Creative Salon says: This has been a really strong foundational year for McCann London, with its new management team now firmly in place. But that's not to say that the agency didn't perform as well as the best in the market in 2023. The longevity and success of the Just Eat ‘Did somebody say?’ brand platform is hugely impactful - especially in such a saturated delivery market, while the powerful work for Nurofen highlighted a serious inequality that needs to be talked about more and gives Nurofen a tremendous, transformational brand platform.

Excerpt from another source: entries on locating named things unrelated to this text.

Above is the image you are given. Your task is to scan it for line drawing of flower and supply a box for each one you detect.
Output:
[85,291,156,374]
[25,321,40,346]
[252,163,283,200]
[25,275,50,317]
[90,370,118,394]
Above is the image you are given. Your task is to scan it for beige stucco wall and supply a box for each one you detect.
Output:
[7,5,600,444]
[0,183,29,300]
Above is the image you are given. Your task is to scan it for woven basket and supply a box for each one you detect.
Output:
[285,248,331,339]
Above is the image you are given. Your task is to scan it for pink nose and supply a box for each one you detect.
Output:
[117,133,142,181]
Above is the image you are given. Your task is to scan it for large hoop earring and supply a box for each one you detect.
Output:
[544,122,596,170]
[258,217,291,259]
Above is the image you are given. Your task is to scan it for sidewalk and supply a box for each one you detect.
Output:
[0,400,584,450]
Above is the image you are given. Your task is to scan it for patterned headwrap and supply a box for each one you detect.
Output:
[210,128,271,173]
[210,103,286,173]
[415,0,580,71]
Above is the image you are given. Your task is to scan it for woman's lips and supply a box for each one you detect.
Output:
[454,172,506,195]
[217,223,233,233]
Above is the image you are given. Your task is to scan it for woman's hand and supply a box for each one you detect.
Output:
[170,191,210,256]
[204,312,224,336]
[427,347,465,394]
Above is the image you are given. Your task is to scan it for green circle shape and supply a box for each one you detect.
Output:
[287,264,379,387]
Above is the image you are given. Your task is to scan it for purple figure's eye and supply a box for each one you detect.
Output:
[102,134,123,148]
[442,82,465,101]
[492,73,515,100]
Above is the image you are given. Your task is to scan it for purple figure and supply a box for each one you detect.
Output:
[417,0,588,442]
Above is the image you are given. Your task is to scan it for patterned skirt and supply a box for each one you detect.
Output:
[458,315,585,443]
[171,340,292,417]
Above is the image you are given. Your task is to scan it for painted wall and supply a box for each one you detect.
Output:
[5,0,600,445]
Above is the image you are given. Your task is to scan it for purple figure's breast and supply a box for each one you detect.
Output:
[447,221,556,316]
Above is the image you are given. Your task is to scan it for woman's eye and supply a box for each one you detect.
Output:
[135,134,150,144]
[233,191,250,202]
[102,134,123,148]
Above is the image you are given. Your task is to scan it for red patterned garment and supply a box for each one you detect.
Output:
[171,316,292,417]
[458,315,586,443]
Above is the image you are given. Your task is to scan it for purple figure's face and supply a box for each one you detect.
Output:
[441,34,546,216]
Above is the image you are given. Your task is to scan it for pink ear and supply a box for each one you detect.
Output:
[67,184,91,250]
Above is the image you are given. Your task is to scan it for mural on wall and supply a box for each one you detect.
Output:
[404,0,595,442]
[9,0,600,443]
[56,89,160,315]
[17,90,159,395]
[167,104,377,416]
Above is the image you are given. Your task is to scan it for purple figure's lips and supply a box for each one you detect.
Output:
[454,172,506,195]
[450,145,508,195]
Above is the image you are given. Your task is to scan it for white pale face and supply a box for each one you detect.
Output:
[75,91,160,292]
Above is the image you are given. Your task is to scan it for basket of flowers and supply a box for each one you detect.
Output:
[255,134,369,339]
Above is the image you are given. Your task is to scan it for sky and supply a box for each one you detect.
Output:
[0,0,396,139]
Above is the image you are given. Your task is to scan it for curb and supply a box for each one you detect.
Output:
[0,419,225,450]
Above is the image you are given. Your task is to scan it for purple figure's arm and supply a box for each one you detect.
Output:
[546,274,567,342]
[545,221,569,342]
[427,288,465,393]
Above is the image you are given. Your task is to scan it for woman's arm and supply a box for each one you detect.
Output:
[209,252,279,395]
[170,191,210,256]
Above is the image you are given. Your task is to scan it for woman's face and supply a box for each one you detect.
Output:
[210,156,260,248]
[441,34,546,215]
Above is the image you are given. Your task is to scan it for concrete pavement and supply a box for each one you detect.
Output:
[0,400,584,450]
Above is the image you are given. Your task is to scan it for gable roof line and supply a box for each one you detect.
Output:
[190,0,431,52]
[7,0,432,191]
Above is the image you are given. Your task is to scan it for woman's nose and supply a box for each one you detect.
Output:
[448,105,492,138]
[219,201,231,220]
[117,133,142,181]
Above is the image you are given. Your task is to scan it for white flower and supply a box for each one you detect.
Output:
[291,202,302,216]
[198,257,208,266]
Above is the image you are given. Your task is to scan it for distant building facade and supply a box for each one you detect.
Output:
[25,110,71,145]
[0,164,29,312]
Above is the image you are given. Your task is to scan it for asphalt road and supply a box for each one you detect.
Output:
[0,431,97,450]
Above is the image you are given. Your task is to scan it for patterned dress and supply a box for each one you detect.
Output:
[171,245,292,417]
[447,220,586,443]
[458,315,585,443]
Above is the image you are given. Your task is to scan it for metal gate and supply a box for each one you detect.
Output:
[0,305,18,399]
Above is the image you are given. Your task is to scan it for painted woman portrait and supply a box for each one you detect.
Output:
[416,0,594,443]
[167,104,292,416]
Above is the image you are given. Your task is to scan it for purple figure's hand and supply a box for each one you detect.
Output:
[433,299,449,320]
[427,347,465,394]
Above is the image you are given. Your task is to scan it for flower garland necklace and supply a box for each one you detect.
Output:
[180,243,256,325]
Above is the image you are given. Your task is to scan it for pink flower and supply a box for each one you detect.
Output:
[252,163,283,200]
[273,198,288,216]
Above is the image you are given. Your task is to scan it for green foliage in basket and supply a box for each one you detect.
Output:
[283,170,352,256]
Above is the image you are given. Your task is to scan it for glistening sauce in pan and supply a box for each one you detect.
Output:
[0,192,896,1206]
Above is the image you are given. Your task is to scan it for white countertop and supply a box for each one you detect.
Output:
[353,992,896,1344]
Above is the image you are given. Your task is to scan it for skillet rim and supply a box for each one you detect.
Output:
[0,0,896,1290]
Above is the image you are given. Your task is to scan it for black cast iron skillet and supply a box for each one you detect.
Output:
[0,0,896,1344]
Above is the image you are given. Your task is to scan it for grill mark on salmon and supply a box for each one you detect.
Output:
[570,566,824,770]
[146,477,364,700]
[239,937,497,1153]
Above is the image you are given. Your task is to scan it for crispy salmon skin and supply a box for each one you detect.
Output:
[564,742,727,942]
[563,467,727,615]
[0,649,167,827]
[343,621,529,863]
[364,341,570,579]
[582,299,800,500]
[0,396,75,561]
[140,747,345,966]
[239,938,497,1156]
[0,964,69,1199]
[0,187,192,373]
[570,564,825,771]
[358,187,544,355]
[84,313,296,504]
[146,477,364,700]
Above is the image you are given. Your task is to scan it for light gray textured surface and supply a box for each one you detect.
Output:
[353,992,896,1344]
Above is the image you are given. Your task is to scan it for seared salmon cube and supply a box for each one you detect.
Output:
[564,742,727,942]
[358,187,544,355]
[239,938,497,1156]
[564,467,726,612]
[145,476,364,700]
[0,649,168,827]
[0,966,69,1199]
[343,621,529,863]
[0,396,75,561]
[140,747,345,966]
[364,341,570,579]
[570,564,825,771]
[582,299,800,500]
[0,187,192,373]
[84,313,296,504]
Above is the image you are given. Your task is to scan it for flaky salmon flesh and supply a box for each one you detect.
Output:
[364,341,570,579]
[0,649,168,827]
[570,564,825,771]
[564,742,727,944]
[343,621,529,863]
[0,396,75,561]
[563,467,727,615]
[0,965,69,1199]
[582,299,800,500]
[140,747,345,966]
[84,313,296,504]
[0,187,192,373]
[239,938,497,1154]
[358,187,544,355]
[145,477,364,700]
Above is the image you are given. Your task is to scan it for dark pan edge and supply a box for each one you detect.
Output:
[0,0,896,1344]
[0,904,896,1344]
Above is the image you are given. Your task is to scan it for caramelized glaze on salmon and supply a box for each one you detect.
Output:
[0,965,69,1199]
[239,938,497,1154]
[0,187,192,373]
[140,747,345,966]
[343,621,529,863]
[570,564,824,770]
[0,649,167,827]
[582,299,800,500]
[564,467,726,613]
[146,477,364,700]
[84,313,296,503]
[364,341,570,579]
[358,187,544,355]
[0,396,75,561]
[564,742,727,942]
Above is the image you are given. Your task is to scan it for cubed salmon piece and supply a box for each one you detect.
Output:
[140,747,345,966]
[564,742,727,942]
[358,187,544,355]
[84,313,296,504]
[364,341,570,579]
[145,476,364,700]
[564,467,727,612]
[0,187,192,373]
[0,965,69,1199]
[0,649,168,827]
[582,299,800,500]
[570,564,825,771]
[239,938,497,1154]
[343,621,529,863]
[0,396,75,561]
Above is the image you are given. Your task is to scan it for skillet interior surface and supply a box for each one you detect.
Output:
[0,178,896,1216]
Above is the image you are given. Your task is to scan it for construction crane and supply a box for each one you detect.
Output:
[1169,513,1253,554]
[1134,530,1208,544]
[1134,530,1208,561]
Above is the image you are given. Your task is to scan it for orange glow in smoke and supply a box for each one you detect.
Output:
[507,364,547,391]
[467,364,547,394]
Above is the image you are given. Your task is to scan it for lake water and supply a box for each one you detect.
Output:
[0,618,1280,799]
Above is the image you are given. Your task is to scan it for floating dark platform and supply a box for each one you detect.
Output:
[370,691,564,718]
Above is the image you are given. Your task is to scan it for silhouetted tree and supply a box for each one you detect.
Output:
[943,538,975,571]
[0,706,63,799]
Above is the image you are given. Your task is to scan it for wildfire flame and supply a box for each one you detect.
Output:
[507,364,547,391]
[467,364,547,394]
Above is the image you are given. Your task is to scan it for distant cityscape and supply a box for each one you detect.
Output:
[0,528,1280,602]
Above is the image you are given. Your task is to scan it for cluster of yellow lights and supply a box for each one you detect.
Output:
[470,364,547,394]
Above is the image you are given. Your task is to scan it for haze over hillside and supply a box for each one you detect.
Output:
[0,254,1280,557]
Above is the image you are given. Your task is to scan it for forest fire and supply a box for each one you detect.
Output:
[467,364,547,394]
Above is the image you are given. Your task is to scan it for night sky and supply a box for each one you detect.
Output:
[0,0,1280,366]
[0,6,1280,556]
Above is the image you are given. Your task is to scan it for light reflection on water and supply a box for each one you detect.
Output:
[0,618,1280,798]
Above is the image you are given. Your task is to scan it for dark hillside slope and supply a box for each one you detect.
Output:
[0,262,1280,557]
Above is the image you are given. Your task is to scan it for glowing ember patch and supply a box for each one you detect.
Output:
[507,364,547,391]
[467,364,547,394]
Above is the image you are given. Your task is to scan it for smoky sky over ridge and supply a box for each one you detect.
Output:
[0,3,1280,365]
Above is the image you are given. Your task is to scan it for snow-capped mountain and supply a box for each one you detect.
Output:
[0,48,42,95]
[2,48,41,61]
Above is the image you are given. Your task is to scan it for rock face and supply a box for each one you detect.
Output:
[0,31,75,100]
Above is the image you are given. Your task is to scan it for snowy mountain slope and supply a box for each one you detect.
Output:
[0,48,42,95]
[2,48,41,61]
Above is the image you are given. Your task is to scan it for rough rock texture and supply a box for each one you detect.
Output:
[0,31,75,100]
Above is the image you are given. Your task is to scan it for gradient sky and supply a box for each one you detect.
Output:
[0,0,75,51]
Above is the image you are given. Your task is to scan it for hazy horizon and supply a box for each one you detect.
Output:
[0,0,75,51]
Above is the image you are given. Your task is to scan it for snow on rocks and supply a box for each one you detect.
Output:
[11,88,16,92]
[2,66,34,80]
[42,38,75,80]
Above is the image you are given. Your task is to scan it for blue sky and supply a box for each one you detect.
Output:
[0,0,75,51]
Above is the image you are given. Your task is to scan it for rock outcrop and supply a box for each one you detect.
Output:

The hugely impressive Polly McMorrow now has her crew in CSO Mel Arrow, CCOs Rob Doubal and Laurence Thomson, ECD Regan Warner, COO Jemima Monies. They are on tenter hooks as we write, waiting for a decision on Vodafone's pitch. But to have made it down to the last two in the pitch says so much about McCann's strengths and ambitions. And whatever happens with Vodafone, this is an agency to watch out for in 2024.